Squash blossoms are edible flowers, raw or cooked. Both summer and winter squash blossoms can be battered and fried in a little oil for a wonderful taste sensation. Harvest only the male blossoms unless the goal is to reduce production. Male blossoms are easily distinguished from the female blossoms. The stem of the male blossom is thin and trim. The stem of the female blossom is very thick. At the base of the female flower below the petals is a small bulge, which is the developing squash.
Always leave a few male blossoms on the vine for pollination purposes. There are always many more male flowers than female. Harvest only the male squash blossoms unless you are trying to reduce production. The female blossom can be harvested with a tiny squash growing at the end and used in recipes along with full blossoms. Use the blossom of any variety of summer or winter squash in your favorite squash blossom recipe.
Use pruning shears or a sharp knife to cut squash blossoms at midday when the petals are open, leaving one inch of stem. Gently rinse in a pan of cool water and store in ice water in the refrigerator until ready to use. The flowers can be stored for a few hours or up to 1 or 2 days. If you’ve never eaten squash blossoms, you are in for a treat. A recipe for Stuffed Squash Blossoms is in the recipe portion of this section.
Because summer squash is immature, they are considerably lower in nutritional value than their winter counterparts. Generally, there is little variation in nutritional value between varieties. The peel is where many of the nutrients hide, so never peel summer squash.
Preparation & Serving
Summer squash can be grilled, steamed, boiled, sauteed, fried or used in stir fry recipes. They mix well with onions, tomatoes and okra in vegetable medleys. Summer squash can be used interchangeably in most recipes. Tinybaby squash can be used as appetizers, or left whole and sauteed with other vegetables.
Don’t waste male squash blossoms by leaving them in the garden. If you do not have the time or inclination to prepare them separately, toss them in the salad bowl or add to any squash preparation.
Cooking summer squash seeds, like pumpkin seeds, are delicious.

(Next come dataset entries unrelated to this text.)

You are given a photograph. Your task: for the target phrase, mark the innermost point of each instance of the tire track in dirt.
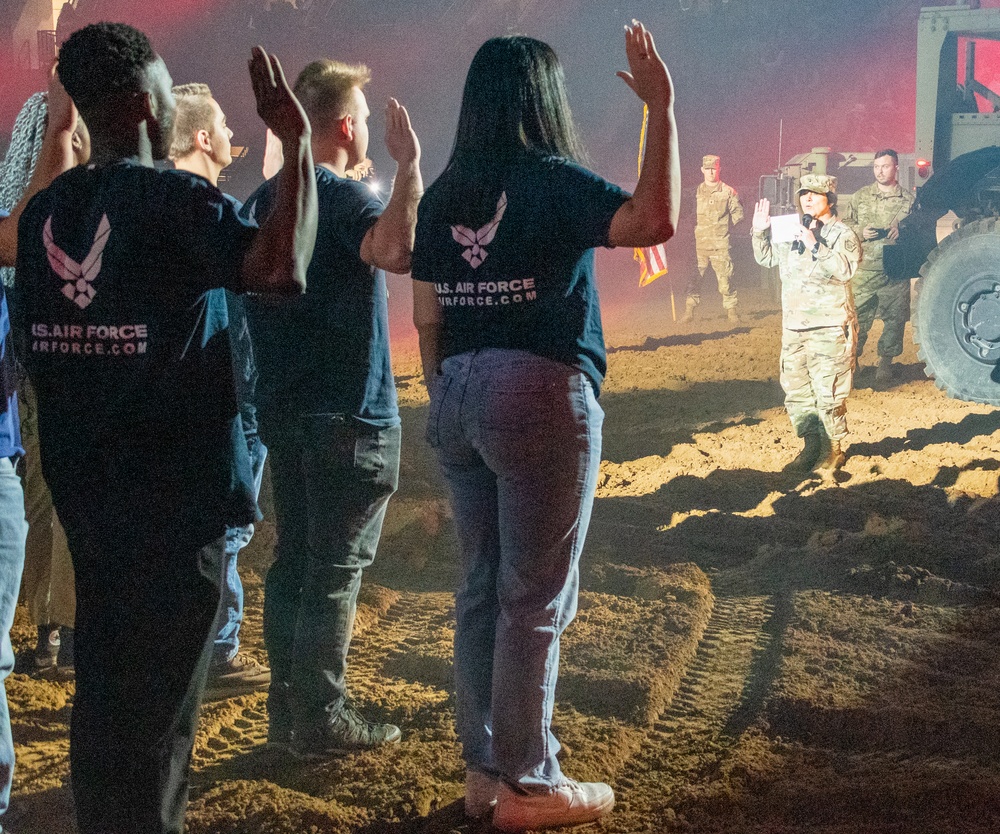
(399, 670)
(719, 696)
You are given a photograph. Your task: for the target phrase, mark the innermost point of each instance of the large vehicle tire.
(956, 318)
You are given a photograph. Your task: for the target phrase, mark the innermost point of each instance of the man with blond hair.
(328, 413)
(202, 145)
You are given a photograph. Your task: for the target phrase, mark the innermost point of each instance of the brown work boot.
(885, 371)
(806, 459)
(834, 459)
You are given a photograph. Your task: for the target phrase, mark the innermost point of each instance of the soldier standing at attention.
(718, 208)
(874, 213)
(817, 319)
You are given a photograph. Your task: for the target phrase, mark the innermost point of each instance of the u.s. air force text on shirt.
(90, 340)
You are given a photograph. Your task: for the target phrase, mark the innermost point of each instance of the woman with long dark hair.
(506, 306)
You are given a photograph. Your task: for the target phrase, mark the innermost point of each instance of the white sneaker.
(480, 793)
(569, 803)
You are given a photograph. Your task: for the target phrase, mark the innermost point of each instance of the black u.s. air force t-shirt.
(327, 351)
(525, 278)
(122, 323)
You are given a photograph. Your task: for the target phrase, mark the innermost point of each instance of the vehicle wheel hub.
(977, 321)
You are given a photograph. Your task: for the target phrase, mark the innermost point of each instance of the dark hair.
(514, 102)
(102, 60)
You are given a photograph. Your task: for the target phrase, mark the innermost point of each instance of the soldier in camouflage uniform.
(718, 208)
(874, 213)
(818, 322)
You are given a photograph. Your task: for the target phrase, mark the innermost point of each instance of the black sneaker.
(347, 731)
(47, 647)
(240, 675)
(279, 717)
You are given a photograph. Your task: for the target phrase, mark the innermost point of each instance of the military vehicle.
(956, 318)
(852, 170)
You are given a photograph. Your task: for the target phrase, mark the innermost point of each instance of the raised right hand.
(648, 76)
(62, 113)
(762, 215)
(276, 104)
(400, 139)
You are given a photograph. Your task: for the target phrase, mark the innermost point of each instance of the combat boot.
(885, 371)
(833, 460)
(806, 459)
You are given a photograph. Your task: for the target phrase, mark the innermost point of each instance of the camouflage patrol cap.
(818, 184)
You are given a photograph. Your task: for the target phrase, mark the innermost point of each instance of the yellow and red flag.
(653, 263)
(652, 259)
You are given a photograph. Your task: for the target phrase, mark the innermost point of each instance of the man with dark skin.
(56, 155)
(121, 320)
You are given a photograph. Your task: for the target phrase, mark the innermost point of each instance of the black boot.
(806, 459)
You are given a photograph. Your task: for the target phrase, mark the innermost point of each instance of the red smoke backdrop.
(837, 74)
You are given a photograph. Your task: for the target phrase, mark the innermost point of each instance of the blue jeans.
(332, 477)
(226, 643)
(144, 616)
(519, 439)
(13, 530)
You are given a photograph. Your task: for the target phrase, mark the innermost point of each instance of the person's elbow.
(398, 261)
(654, 228)
(395, 257)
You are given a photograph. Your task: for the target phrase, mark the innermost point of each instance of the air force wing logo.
(79, 278)
(477, 241)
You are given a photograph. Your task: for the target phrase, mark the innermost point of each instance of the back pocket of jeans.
(438, 390)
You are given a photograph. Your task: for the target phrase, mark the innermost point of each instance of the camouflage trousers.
(817, 371)
(874, 294)
(718, 258)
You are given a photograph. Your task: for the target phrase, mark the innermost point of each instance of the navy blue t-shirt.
(121, 320)
(10, 427)
(525, 279)
(327, 351)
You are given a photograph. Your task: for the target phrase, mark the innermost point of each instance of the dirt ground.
(755, 652)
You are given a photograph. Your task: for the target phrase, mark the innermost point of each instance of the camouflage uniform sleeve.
(763, 252)
(735, 207)
(850, 216)
(842, 258)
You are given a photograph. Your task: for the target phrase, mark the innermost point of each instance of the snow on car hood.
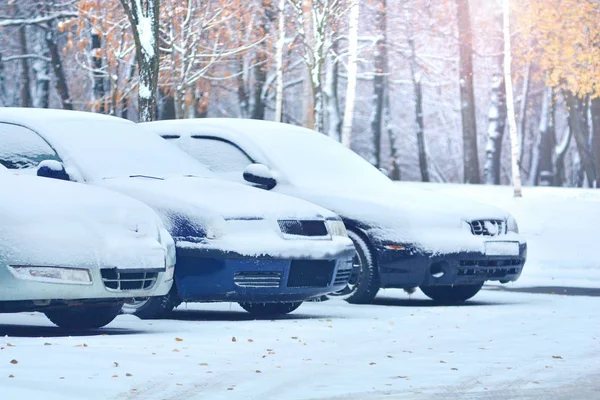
(397, 214)
(50, 222)
(210, 202)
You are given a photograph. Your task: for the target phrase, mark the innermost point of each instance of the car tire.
(366, 279)
(86, 317)
(156, 307)
(270, 309)
(451, 294)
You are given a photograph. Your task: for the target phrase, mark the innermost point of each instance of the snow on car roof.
(305, 157)
(102, 146)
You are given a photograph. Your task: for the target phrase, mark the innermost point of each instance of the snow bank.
(559, 224)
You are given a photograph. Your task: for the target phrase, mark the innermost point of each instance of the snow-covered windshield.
(116, 149)
(308, 159)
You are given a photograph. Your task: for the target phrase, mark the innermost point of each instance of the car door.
(23, 149)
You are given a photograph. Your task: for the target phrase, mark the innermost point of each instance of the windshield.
(310, 159)
(116, 149)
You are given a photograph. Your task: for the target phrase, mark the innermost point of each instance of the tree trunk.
(419, 123)
(379, 80)
(352, 73)
(242, 92)
(523, 112)
(61, 81)
(279, 62)
(542, 169)
(25, 96)
(510, 105)
(595, 107)
(396, 174)
(334, 119)
(144, 19)
(260, 62)
(41, 69)
(99, 81)
(496, 127)
(467, 97)
(579, 128)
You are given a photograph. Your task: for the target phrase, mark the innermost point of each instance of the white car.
(405, 237)
(76, 253)
(266, 251)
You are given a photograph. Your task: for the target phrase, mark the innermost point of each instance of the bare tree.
(380, 81)
(510, 104)
(467, 97)
(144, 18)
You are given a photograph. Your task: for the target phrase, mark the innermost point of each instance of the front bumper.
(106, 284)
(408, 269)
(212, 275)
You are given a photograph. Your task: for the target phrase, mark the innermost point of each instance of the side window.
(22, 148)
(217, 155)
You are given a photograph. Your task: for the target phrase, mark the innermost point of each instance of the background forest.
(417, 87)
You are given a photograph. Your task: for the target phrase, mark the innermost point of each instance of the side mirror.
(52, 169)
(261, 175)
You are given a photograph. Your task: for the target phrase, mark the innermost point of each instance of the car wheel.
(451, 294)
(153, 307)
(84, 317)
(270, 309)
(364, 281)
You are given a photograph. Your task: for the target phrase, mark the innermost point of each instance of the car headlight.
(336, 227)
(74, 276)
(169, 273)
(511, 224)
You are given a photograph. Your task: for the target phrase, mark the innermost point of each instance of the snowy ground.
(504, 345)
(526, 340)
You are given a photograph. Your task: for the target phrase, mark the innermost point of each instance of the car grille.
(121, 280)
(257, 279)
(489, 268)
(488, 227)
(311, 273)
(312, 228)
(343, 275)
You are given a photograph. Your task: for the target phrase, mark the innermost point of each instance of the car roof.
(38, 117)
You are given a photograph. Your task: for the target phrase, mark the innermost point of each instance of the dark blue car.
(405, 237)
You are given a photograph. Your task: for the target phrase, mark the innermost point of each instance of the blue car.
(234, 243)
(405, 237)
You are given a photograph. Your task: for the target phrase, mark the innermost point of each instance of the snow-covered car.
(73, 252)
(266, 251)
(404, 237)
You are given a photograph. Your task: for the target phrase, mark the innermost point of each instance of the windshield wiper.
(146, 176)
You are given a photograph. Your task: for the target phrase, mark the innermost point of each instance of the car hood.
(393, 213)
(210, 202)
(55, 222)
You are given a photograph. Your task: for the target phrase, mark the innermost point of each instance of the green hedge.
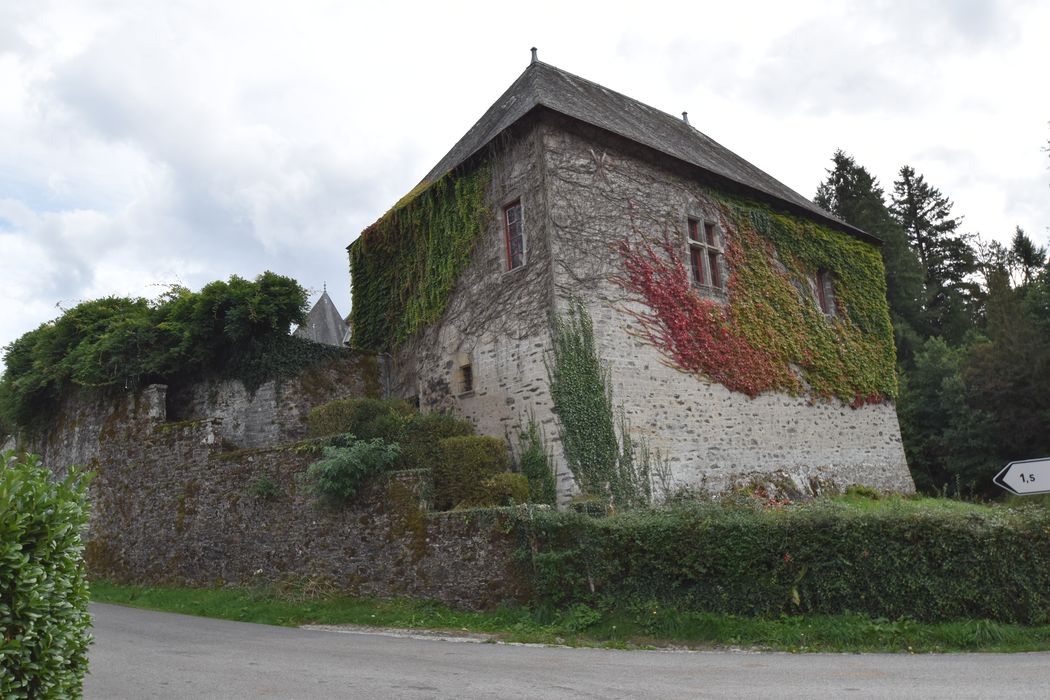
(905, 561)
(463, 466)
(364, 419)
(43, 591)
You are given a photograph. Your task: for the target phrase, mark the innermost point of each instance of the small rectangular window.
(825, 292)
(705, 254)
(515, 235)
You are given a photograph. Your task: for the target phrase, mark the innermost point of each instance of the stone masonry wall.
(240, 419)
(496, 320)
(171, 504)
(600, 192)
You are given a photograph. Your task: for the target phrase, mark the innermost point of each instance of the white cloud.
(155, 142)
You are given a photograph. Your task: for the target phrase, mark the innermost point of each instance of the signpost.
(1025, 478)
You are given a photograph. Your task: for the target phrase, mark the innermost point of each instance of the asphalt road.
(140, 654)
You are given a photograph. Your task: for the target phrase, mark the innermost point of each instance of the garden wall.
(173, 505)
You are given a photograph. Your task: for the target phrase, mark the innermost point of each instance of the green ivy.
(771, 335)
(602, 465)
(405, 266)
(849, 355)
(235, 329)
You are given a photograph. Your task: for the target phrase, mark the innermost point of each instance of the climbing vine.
(604, 465)
(771, 335)
(405, 266)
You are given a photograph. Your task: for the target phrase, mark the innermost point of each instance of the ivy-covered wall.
(494, 319)
(751, 385)
(769, 334)
(404, 267)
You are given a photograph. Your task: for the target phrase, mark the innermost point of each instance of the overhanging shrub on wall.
(43, 591)
(822, 558)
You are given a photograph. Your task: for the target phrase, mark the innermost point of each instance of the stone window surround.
(823, 292)
(507, 208)
(705, 236)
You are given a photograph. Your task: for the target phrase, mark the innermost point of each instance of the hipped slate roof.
(543, 85)
(323, 323)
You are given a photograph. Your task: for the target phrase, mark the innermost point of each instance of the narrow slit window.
(705, 254)
(515, 235)
(466, 377)
(825, 292)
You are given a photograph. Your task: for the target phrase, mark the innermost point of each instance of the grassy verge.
(635, 627)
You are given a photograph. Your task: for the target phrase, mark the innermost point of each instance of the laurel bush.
(43, 591)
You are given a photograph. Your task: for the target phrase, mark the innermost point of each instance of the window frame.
(508, 258)
(706, 251)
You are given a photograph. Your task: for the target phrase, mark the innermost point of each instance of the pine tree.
(855, 196)
(947, 258)
(1025, 256)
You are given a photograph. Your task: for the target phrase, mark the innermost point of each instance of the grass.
(627, 627)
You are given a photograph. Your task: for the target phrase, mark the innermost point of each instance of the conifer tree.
(854, 195)
(947, 258)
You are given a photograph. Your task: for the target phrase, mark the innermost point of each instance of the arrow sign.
(1025, 478)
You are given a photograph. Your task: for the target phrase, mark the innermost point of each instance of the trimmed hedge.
(364, 419)
(463, 466)
(901, 561)
(43, 591)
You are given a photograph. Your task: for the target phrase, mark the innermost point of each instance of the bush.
(503, 489)
(423, 432)
(119, 341)
(903, 559)
(364, 419)
(534, 464)
(43, 590)
(464, 464)
(337, 476)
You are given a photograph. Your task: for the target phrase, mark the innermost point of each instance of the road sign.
(1025, 478)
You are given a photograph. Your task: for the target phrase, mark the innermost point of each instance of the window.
(705, 254)
(466, 377)
(825, 292)
(515, 235)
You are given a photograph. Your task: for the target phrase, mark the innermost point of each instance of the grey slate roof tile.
(543, 85)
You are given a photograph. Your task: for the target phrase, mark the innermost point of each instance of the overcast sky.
(146, 143)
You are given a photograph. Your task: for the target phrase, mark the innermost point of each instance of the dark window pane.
(515, 235)
(696, 258)
(694, 233)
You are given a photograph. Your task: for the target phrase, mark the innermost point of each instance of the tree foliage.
(126, 342)
(43, 587)
(947, 258)
(853, 194)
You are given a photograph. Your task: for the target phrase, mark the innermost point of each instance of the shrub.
(43, 590)
(534, 464)
(902, 559)
(503, 489)
(337, 476)
(364, 418)
(464, 464)
(423, 432)
(119, 341)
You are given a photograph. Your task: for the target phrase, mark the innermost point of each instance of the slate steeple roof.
(323, 324)
(544, 86)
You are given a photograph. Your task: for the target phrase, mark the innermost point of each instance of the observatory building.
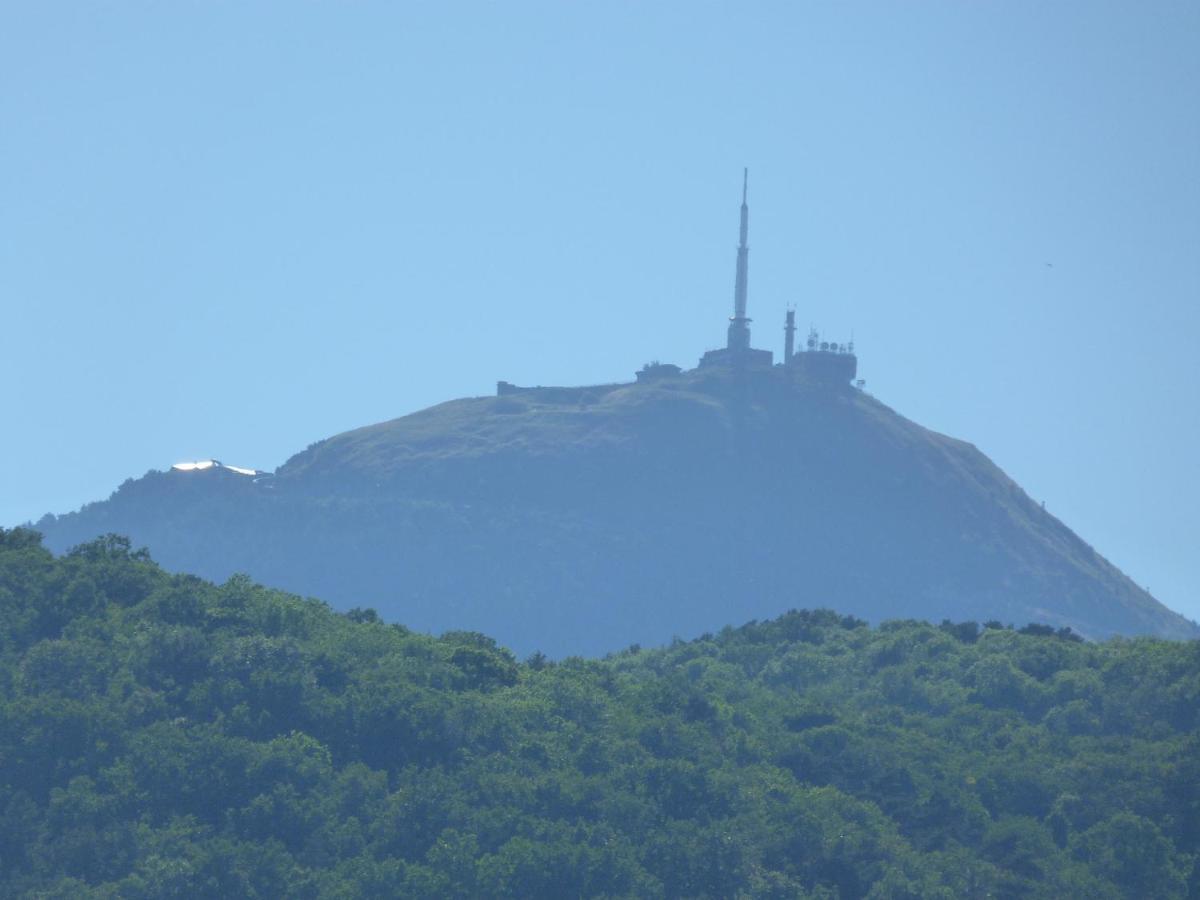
(817, 360)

Canning is not recommended because the tender summer squash will simply turn to mush during processing, unless you are making pickles. Zucchini can be substituted for cucumbers in some pickle recipes. The results are especially good in your favorite recipes for Bread and Butter Pickles.
Blanch and freeze cubes or slices of summer squash or grate and freeze Zucchini, unblanched for making Zucchini bread. The best way to use over grown (10 to 12 inches) zucchini is to grate it and use in zucchini bread. Cut the squash in half lengthwise and cut away the seedy middle section. Wash, grate and freeze in one cup portions. Use zip closure freezer bags or rigid freezer containers leaving 1/2 inch head space. Over size zucchini can also be used to make canned zucchini chutney. The over 12-inch monsters should go on the compost heap.